Young people, in particular, are attracted to the notion of business and entrepreneurship going beyond just the pursuit of profit, but they “don’t know the co-operative possibility exists,” says Ana Aguirre, a graduate of Mondragón University. The 33-year-old now co-runs Tazebaez, a worker-owned consultancy and education provider that she and eight fellow students created during their bachelor’s degree. For the few who have heard of co-operativism, she adds, most relegate it in the folksy, do-gooder box. “The problem is that it’s portrayed as something to do with charity or [philanthropic] foundations, rather than as a credible business model.”

Pursuing a co-operative model is far from plain sailing, however. Numerous hurdles exist. For one, membership does not come cheap. To join a co-operative, workers typically put up a one-off payment of about €17,000 each. Plus, just as they are entitled to a share of any profits, so, too, are they liable for any losses.

Commercial pressures can also prove acute, as Fagor Electrodomésticos’s troubled history shows. The fact that all major investment decisions have to be put to the vote can also make Mondragón’s co-operatives less agile than their conventional competitors. And finding financing can be problematic as the private capital markets are effectively closed to them, admits Fagor Arrasate’s Mendieta: “We can’t incorporate external capital into the co-operative’s share capital because we are governed by the principle of ‘one person, one vote’, which no capitalist investor would accept.”

In some parts of the world, Mondragón’s approach just looks downright weird. No one bats an eyelid at the co-operative model in countries such as Germany, “but with these ideas in Texas or Kansas, you’re basically a communist,” says Mendieta, only half jokingly.

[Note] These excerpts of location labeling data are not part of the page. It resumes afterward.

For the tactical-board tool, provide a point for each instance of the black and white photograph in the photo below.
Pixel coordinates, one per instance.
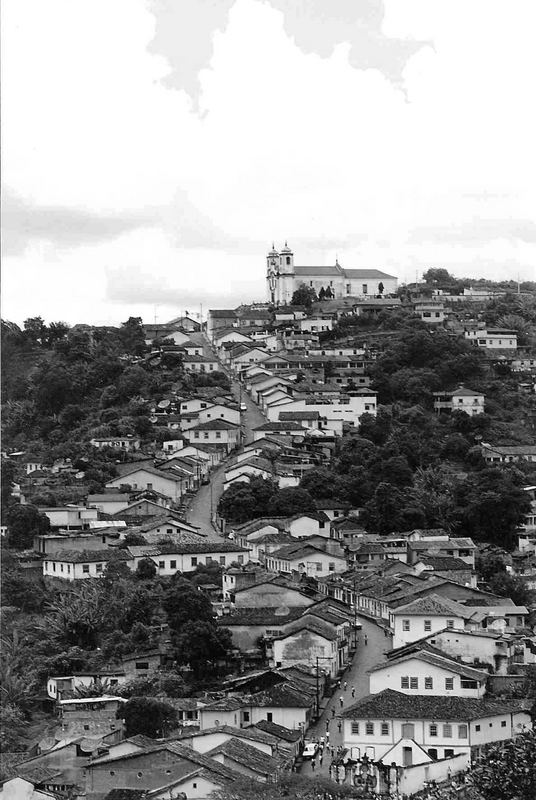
(268, 400)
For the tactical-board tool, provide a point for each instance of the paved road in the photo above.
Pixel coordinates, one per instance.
(366, 656)
(206, 499)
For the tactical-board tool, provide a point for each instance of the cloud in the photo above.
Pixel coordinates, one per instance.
(25, 223)
(478, 231)
(185, 30)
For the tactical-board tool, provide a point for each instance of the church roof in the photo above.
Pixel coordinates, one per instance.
(335, 270)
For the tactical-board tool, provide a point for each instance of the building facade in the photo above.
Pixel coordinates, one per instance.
(283, 278)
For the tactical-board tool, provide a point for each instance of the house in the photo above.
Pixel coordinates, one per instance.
(426, 615)
(427, 672)
(442, 726)
(73, 565)
(158, 767)
(460, 399)
(91, 716)
(63, 687)
(187, 556)
(492, 338)
(109, 502)
(69, 517)
(128, 443)
(305, 559)
(150, 478)
(499, 454)
(219, 432)
(271, 592)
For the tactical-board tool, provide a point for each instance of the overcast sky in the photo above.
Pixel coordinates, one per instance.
(152, 149)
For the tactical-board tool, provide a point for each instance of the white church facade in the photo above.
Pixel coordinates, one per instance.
(283, 277)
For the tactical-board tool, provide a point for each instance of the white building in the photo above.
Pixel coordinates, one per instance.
(461, 399)
(283, 278)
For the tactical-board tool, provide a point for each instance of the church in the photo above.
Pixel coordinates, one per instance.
(283, 278)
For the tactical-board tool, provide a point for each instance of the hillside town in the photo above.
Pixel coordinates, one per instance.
(292, 541)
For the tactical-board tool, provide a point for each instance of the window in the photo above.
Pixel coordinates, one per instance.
(468, 684)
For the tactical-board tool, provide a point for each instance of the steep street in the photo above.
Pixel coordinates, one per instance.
(367, 655)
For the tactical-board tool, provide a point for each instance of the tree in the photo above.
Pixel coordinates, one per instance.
(24, 522)
(148, 716)
(289, 501)
(297, 787)
(146, 569)
(507, 771)
(304, 296)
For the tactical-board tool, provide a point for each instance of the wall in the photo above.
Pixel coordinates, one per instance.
(390, 678)
(303, 647)
(417, 630)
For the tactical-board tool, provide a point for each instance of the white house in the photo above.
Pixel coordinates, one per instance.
(152, 479)
(426, 673)
(460, 399)
(426, 615)
(492, 338)
(128, 443)
(306, 559)
(442, 726)
(72, 565)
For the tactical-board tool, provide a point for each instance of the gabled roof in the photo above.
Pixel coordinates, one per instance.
(434, 606)
(396, 705)
(435, 659)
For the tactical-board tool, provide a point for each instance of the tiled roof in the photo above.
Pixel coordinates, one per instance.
(435, 658)
(396, 705)
(433, 605)
(86, 556)
(261, 616)
(246, 755)
(280, 731)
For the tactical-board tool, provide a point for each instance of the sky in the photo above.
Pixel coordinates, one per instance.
(154, 149)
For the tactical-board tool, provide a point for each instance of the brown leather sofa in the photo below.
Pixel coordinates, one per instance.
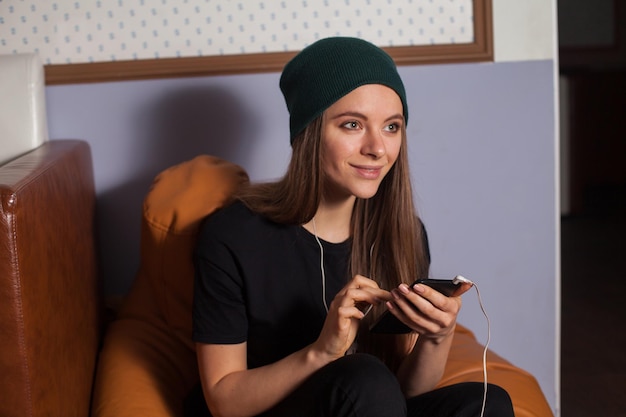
(147, 363)
(49, 297)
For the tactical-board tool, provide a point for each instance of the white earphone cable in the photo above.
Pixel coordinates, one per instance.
(321, 266)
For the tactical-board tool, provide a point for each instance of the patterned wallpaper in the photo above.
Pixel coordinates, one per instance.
(74, 31)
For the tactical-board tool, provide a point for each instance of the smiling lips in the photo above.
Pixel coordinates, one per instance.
(368, 172)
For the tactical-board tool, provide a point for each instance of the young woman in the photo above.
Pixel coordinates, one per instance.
(287, 274)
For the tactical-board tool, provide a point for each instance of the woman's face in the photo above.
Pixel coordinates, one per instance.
(361, 138)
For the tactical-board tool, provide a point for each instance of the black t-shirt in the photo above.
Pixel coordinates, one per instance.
(261, 282)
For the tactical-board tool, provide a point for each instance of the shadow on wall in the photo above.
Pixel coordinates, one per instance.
(180, 125)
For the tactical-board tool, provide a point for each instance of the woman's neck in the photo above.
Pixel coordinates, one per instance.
(332, 221)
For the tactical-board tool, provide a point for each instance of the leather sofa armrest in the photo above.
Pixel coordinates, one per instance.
(49, 293)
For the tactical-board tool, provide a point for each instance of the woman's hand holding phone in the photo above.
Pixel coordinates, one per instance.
(428, 307)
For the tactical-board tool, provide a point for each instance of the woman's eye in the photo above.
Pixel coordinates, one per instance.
(393, 127)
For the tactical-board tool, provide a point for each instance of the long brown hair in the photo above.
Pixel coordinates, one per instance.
(387, 239)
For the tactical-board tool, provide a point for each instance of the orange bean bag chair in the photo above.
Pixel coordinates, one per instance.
(148, 364)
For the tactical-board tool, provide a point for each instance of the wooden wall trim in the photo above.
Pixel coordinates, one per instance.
(479, 50)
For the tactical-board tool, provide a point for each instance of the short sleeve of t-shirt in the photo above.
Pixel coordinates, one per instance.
(260, 282)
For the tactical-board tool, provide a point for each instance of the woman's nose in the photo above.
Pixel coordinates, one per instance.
(373, 145)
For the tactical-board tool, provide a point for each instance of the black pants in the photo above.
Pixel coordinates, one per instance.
(362, 386)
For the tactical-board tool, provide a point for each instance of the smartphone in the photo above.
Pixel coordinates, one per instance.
(387, 323)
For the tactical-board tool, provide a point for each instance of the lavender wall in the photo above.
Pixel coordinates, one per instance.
(482, 140)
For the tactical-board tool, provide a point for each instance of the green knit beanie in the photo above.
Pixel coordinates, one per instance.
(327, 70)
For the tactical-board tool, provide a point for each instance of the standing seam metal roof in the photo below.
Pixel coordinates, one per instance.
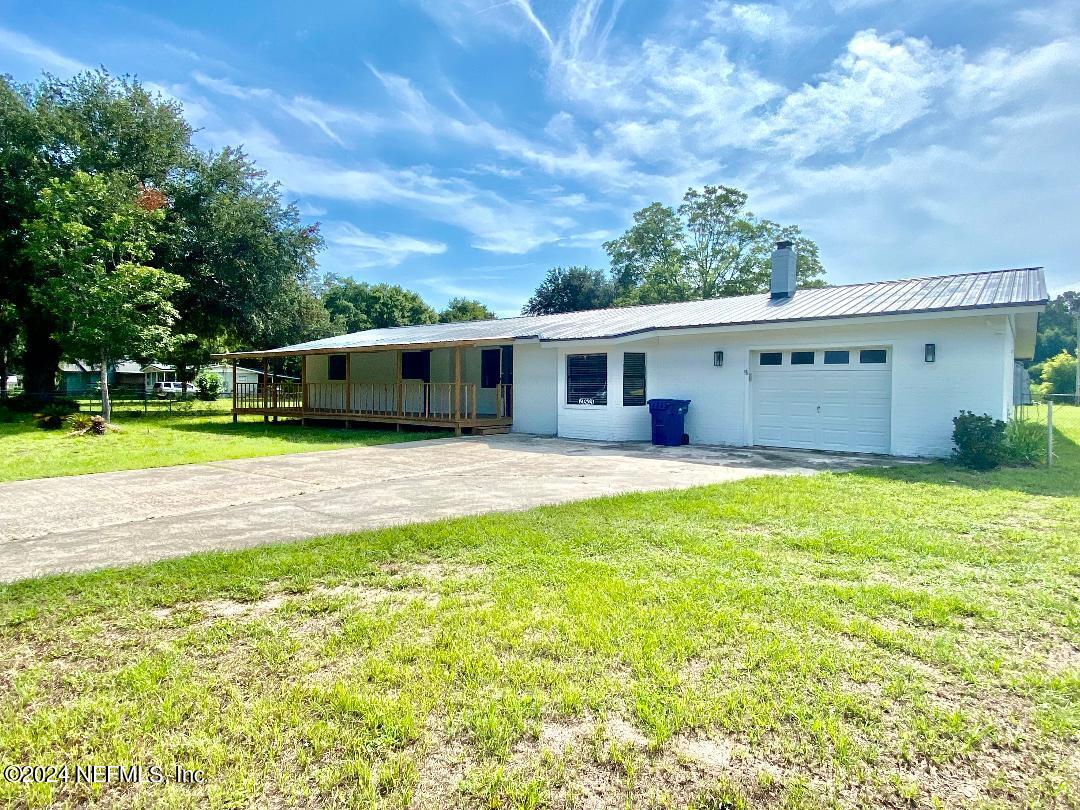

Across Europe, at least, the co-operative model is widespread. In Norway, for instance, co-ops have a strong heritage in the social housing sector. Italy’s Emilia-Romagna region boasts a long tradition of industrial co-operatives similar to that of the Basque Country. And, as well as the Co-operative Group, the UK’s almost 7,000 co-operatives include the mighty John Lewis Partnership, which has a turnover of nearly £10bn. In total, the EU hosts about 250,000 co-operatives, providing 5.4m jobs.

Increasingly, the movement’s footprint is also being seen in company law. Germany has long required corporate boards to have worker representatives, for instance. Similarly, Spanish law allows unemployed people to lump together their unemployment benefit to set up small businesses – known as Sociedades Laborales – as long as they are majority owned by their employees. The rise in mainstream corporations now talking the language of employee autonomy, horizontal management, dignified wages and similar themes suggests co-operativism is leaving its mark on business company practices if not – yet – on capitalist ownership

Back in Mondragón’s fort-like headquarters, Etxeberria is quietly confident about the movement’s prospects. Co-operativism, he says, is a little like zirimiri – the Eusakara word for “drizzle”. “It’s the same ideas that keep falling; they’ll settle eventually.”